Raven was getting closer. So I had a pain atop all the other pains.

Silent and I stared at one another. I suspect my face was as tormented as his. Then he nodded through his tears. There was peace between us. We knelt, untangled the women. He looked worried while I felt Darling’s neck. “She’ll be all right,” I told him. The Lady, too, but he did not care about that.

I wonder still how much each of the women expected in that moment. How much each yielded to destiny. It marked their end as powers of the world. Darling had no null. The Lady had no magic. They had canceled one another out.

I heard screaming. Carpets were raining. All those Taken had been Taken by the Lady herself, and after what had happened on the Plain, she had made certain her fate would be their fate. So now they were undone, and soon dead.

Not much magic left on that field. Tracker, too, was a goner, mauled to death by the Dominator. I believe he died happy.

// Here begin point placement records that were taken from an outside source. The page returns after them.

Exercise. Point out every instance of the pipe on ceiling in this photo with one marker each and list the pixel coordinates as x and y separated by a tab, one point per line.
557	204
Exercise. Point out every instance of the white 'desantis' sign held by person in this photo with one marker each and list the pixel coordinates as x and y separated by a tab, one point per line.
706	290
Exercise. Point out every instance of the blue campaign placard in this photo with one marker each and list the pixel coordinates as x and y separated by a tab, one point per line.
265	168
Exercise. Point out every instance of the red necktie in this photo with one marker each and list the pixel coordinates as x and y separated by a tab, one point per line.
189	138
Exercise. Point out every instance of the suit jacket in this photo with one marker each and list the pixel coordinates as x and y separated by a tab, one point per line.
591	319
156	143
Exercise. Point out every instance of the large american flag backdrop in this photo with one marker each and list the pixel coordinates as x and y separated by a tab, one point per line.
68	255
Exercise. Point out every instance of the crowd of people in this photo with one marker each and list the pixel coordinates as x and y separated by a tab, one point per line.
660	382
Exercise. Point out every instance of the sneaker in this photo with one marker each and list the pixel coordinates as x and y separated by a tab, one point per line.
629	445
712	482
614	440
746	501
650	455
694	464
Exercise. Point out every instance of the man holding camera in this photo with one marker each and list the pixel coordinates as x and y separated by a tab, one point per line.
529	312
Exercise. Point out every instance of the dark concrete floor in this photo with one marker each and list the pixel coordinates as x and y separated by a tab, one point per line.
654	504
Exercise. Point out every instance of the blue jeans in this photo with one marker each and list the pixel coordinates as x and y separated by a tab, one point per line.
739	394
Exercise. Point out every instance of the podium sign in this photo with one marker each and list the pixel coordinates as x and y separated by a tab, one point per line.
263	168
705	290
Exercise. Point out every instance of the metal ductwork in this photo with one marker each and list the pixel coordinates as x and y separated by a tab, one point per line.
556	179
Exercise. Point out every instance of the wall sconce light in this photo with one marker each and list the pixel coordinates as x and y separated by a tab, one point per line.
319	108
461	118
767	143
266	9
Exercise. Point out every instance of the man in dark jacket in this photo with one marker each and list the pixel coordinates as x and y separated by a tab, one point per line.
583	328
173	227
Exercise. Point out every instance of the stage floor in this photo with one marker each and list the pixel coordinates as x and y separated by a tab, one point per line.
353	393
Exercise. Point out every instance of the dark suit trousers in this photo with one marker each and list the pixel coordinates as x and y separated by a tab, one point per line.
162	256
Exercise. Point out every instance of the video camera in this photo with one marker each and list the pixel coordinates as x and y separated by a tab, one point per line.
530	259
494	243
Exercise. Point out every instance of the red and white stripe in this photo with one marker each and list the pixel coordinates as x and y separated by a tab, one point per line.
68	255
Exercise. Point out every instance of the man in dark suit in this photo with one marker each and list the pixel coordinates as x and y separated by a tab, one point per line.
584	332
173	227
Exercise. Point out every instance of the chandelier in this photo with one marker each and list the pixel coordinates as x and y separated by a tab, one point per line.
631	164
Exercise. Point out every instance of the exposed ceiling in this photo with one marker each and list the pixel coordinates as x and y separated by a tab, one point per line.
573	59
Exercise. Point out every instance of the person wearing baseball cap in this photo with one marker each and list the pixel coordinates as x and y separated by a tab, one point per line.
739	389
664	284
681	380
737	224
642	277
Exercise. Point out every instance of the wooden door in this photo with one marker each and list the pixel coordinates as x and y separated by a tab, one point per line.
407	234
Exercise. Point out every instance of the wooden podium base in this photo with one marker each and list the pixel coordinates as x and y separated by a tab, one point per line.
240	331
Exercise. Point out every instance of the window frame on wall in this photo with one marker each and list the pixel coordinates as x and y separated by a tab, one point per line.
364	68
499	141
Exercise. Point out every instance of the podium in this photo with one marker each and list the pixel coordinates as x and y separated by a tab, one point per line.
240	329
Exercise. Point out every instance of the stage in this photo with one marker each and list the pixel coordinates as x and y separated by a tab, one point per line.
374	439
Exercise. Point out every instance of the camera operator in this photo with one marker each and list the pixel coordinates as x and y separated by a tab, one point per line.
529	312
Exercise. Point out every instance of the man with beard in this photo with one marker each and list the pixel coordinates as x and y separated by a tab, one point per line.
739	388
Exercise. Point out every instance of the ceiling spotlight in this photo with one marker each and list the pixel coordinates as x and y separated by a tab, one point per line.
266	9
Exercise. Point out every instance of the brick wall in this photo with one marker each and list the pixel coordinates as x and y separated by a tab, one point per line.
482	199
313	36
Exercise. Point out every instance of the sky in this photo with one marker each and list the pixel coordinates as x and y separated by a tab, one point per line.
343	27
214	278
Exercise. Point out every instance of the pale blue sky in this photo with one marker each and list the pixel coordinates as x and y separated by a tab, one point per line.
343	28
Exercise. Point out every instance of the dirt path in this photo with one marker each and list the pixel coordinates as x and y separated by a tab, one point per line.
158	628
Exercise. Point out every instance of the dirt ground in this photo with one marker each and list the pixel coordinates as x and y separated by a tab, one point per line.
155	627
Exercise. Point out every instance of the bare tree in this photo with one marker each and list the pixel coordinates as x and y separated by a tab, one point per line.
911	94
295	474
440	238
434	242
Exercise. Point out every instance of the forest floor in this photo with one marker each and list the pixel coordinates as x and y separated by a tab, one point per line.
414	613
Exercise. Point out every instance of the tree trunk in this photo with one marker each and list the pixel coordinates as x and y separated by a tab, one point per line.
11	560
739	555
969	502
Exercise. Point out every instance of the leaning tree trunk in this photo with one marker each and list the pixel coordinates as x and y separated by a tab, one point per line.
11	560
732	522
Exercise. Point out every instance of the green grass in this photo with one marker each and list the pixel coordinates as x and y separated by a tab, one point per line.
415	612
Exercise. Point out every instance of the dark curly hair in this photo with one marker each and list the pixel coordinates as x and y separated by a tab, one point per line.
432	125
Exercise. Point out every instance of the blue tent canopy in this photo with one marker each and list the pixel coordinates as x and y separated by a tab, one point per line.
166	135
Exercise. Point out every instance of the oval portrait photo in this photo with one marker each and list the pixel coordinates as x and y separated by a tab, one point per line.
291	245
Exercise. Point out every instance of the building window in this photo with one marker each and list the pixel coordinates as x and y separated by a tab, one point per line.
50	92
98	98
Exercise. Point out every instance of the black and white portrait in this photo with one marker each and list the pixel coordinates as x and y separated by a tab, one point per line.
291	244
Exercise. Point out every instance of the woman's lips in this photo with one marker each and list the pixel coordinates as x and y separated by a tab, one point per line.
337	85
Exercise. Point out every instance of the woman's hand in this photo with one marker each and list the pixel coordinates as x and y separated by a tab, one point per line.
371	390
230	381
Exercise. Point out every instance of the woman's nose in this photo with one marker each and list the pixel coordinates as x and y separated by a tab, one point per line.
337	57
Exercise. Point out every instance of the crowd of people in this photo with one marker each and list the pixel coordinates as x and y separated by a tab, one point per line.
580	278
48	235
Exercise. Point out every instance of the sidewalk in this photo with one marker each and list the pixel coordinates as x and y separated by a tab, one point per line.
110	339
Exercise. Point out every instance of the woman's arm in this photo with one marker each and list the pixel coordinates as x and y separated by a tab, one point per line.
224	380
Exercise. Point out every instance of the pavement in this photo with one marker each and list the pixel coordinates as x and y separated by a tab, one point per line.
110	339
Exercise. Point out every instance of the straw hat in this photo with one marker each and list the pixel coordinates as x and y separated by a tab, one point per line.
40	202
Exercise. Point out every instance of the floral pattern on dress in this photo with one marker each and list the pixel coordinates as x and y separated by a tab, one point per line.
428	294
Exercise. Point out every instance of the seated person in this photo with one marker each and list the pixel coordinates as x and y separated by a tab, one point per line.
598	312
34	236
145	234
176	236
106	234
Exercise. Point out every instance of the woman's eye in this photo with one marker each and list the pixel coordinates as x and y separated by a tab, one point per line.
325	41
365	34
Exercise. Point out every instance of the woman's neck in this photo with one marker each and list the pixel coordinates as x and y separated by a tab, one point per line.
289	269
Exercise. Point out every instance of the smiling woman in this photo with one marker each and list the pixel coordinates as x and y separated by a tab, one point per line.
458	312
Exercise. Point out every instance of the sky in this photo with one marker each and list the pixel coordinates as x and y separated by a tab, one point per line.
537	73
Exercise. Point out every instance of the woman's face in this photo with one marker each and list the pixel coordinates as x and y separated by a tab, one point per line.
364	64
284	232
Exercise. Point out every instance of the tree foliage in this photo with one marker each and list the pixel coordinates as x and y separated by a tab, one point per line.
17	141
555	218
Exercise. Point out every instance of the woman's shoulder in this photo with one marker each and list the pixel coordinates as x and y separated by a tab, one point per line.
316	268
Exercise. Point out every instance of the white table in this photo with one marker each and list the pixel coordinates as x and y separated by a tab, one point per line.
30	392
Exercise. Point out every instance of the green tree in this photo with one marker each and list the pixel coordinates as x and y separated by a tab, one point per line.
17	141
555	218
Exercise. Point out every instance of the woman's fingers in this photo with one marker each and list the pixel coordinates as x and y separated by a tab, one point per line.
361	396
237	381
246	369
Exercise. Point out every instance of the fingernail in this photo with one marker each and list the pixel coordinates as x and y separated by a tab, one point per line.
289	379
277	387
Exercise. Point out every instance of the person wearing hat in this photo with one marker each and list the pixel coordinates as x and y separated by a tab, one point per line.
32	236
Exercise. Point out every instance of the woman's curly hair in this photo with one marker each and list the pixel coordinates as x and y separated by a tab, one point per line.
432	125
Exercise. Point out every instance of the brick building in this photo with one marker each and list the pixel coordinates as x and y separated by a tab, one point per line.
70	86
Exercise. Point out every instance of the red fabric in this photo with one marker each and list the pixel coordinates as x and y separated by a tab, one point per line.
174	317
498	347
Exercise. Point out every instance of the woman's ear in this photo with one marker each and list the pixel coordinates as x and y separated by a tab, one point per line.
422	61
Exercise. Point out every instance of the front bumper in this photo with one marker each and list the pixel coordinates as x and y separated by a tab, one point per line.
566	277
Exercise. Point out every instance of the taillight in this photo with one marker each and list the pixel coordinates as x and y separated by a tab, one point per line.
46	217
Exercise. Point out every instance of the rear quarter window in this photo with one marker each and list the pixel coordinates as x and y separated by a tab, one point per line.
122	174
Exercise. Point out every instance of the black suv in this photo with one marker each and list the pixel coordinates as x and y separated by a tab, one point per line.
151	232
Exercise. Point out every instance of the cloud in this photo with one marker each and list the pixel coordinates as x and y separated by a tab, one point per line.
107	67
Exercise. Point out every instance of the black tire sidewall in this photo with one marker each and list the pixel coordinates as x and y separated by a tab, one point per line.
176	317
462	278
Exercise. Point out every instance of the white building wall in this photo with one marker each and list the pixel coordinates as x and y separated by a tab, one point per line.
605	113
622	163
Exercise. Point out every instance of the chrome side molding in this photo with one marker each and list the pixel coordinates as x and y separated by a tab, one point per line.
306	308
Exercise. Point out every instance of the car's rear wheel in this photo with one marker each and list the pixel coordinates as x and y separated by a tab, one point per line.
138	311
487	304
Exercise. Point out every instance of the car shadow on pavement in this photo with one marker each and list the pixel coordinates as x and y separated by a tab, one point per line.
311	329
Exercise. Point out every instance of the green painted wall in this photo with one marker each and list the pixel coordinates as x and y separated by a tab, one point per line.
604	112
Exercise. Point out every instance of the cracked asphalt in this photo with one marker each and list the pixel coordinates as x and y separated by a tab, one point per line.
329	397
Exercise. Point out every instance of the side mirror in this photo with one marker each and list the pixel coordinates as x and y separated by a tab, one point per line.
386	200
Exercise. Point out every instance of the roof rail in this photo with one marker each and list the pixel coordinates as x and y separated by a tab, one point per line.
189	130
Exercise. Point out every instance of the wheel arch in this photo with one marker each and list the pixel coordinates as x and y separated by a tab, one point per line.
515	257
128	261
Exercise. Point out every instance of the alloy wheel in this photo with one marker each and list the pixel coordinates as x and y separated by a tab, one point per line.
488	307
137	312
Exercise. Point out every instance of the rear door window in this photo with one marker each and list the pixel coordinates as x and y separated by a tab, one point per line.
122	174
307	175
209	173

But there was no end yet. No. There was Raven.

Fifty feet away, he let go of Case and bore down like nemesis itself. His gaze was fixed on the Lady, though you could tell by his very step that he was on stage, that he was going to do a deed to win back Darling.

Well, Croaker? Can you let it happen?

The Lady’s hand shivered in mine. Her pulse was feeble, but it was there. Maybe. …

Maybe he would bluff.

I picked up my bow and the arrow recovered from Limper. “Stop, Raven.”

He did not. I do not think he heard me. Oh, damn. If he didn’t … It was going to get out of hand.

“Raven!” I bent the bow.

He stopped. He stared at me as if trying to recall who I was.

That whole battleground fell into silence. Every eye fixed upon us. Silent stopped moving Darling away, took up a sword, made certain he was between her and potential danger. It was almost amusing, the two of us there, like twins, standing guard over women whose hearts we could never have.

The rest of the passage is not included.